David Enters Military Service Under Saul
David was brought to provide palliative care to Saul because Saul was being tormented by an evil spirit. Saul’s attendants had appealed to him to let them find someone that can play harp for him [1 Samuel 16:16]: “Let our lord command his servants here to search for someone who can play the lyre. He will play when the evil spirit from God comes on you, and you will feel better.” Saul approved and David was invited based on his reputation as a brave man that played the harp and radiated Godliness: “Look, I have seen a son of Jesse the Bethlehemite, who is skillful in playing, a mighty man of valor, a man of war, prudent in speech, and a handsome person; and the Lord is with him” [1 Samuel 16:18].
David was effective in caring for the king [1 Samuel 16:23]: “And so it was, whenever the spirit from God was upon Saul, that David would take a harp and play it with his hand. Then Saul would become refreshed and well, and the distressing spirit would depart from him.” He recognized when Saul needed care and provided service (played his harp) diligently to alleviate the need. Recognizing a need and providing service diligently to alleviate the need are key aspects of living in the image of God as Christ taught through the parable of the Good Samaritan (Love through Compassion—Parable of the Good Samaritan). David’s diligence and care became the foundation for his reputation with Saul and other observers.

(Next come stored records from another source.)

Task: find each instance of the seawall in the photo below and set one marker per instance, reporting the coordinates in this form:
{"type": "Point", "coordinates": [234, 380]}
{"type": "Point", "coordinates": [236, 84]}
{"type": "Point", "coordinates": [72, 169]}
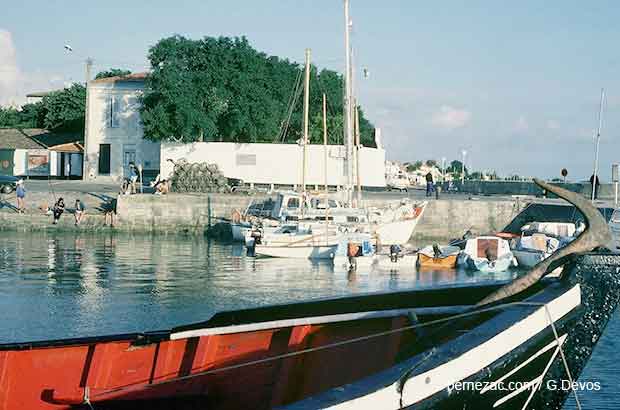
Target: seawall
{"type": "Point", "coordinates": [184, 213]}
{"type": "Point", "coordinates": [192, 214]}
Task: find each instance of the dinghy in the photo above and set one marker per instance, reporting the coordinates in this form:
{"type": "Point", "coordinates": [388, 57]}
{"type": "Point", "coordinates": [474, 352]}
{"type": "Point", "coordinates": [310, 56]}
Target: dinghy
{"type": "Point", "coordinates": [487, 254]}
{"type": "Point", "coordinates": [488, 345]}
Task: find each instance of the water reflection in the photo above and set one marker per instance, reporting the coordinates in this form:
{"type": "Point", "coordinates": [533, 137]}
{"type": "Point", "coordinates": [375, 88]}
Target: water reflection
{"type": "Point", "coordinates": [70, 285]}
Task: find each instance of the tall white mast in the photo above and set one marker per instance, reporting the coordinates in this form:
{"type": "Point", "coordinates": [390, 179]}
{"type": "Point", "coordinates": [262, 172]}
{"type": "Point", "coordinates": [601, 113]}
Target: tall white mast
{"type": "Point", "coordinates": [347, 105]}
{"type": "Point", "coordinates": [306, 108]}
{"type": "Point", "coordinates": [598, 140]}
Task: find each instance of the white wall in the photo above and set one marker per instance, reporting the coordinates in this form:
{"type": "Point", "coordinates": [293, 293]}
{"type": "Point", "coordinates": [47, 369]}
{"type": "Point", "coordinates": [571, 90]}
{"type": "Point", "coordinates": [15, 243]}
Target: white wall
{"type": "Point", "coordinates": [128, 135]}
{"type": "Point", "coordinates": [276, 163]}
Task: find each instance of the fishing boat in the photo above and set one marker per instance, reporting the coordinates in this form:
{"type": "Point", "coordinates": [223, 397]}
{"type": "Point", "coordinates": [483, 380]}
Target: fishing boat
{"type": "Point", "coordinates": [486, 345]}
{"type": "Point", "coordinates": [487, 254]}
{"type": "Point", "coordinates": [438, 257]}
{"type": "Point", "coordinates": [530, 250]}
{"type": "Point", "coordinates": [399, 258]}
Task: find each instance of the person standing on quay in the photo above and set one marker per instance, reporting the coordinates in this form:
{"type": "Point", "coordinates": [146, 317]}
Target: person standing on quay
{"type": "Point", "coordinates": [429, 184]}
{"type": "Point", "coordinates": [20, 192]}
{"type": "Point", "coordinates": [595, 185]}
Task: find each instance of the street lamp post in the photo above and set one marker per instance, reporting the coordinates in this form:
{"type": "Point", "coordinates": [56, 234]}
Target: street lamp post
{"type": "Point", "coordinates": [464, 152]}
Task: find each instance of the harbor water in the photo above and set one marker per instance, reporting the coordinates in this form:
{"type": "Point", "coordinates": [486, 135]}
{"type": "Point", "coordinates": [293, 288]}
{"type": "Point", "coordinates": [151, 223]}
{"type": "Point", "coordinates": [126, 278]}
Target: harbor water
{"type": "Point", "coordinates": [68, 285]}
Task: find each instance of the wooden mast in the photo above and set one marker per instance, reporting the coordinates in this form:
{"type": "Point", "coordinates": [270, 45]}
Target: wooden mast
{"type": "Point", "coordinates": [325, 167]}
{"type": "Point", "coordinates": [347, 104]}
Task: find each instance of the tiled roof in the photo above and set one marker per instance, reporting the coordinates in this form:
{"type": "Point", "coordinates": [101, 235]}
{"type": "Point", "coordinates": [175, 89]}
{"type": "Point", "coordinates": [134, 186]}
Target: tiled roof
{"type": "Point", "coordinates": [35, 138]}
{"type": "Point", "coordinates": [40, 93]}
{"type": "Point", "coordinates": [12, 138]}
{"type": "Point", "coordinates": [136, 77]}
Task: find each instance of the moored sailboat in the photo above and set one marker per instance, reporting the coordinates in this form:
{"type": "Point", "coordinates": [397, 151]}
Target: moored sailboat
{"type": "Point", "coordinates": [410, 349]}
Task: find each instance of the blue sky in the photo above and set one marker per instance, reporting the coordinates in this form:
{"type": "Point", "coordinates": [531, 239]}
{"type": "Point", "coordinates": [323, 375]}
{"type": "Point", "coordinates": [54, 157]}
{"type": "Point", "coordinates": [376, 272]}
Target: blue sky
{"type": "Point", "coordinates": [516, 84]}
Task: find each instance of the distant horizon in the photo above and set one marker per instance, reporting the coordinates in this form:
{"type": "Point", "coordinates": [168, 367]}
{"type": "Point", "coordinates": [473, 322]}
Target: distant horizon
{"type": "Point", "coordinates": [516, 85]}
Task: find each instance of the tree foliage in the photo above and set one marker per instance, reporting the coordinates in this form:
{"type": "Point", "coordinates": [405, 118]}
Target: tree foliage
{"type": "Point", "coordinates": [112, 72]}
{"type": "Point", "coordinates": [222, 89]}
{"type": "Point", "coordinates": [59, 110]}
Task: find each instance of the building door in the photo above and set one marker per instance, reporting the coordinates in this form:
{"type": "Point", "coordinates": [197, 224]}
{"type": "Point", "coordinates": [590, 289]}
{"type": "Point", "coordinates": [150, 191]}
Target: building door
{"type": "Point", "coordinates": [62, 165]}
{"type": "Point", "coordinates": [129, 156]}
{"type": "Point", "coordinates": [6, 161]}
{"type": "Point", "coordinates": [104, 159]}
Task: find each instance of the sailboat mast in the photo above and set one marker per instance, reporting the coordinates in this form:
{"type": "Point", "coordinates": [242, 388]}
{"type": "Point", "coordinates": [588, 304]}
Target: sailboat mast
{"type": "Point", "coordinates": [357, 156]}
{"type": "Point", "coordinates": [347, 104]}
{"type": "Point", "coordinates": [306, 109]}
{"type": "Point", "coordinates": [598, 140]}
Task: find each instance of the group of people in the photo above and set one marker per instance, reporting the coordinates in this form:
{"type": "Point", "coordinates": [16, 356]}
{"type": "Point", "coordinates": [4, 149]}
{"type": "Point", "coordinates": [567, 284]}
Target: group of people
{"type": "Point", "coordinates": [59, 208]}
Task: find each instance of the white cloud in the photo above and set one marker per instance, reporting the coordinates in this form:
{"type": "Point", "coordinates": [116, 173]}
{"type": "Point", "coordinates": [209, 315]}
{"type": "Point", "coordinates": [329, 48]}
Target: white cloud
{"type": "Point", "coordinates": [10, 75]}
{"type": "Point", "coordinates": [521, 124]}
{"type": "Point", "coordinates": [451, 118]}
{"type": "Point", "coordinates": [15, 83]}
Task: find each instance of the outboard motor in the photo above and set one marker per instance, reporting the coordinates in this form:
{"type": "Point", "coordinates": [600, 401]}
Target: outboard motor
{"type": "Point", "coordinates": [395, 252]}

Saul loved David and made him his armorbearer. Thus, David entered military service under Saul and played the harp for him as palliative care when needed. As we see in subsequent studies under this series, David’s entry into military service provided opportunity for him to grow his reputation as a potential leader for Israel.
Summary of What We Learned
At times, God does not reveal the schedule for fulfillment of his promise but expects the recipient to follow the schedule. For example, David was anointed king of Israel but did not know how or when he will become king. He accepted the anointing as God’s promise and became king later following God’s schedule, though the schedule was not revealed to him or any other person. We begin a study series to follow the life of David as king in waiting, focused on understanding God’s purpose for human interactions and relationships while waiting for fulfillment of his promise.
The current study discusses the anointing of David to understand that God provided the anointing as promise to David but withheld the timetable for fulfillment of the promise. Also, the study discusses a need of king Saul that opened opportunity for David to begin service in Saul’s army, thereby ushering him onto a step to begin preparation for leadership of Israel.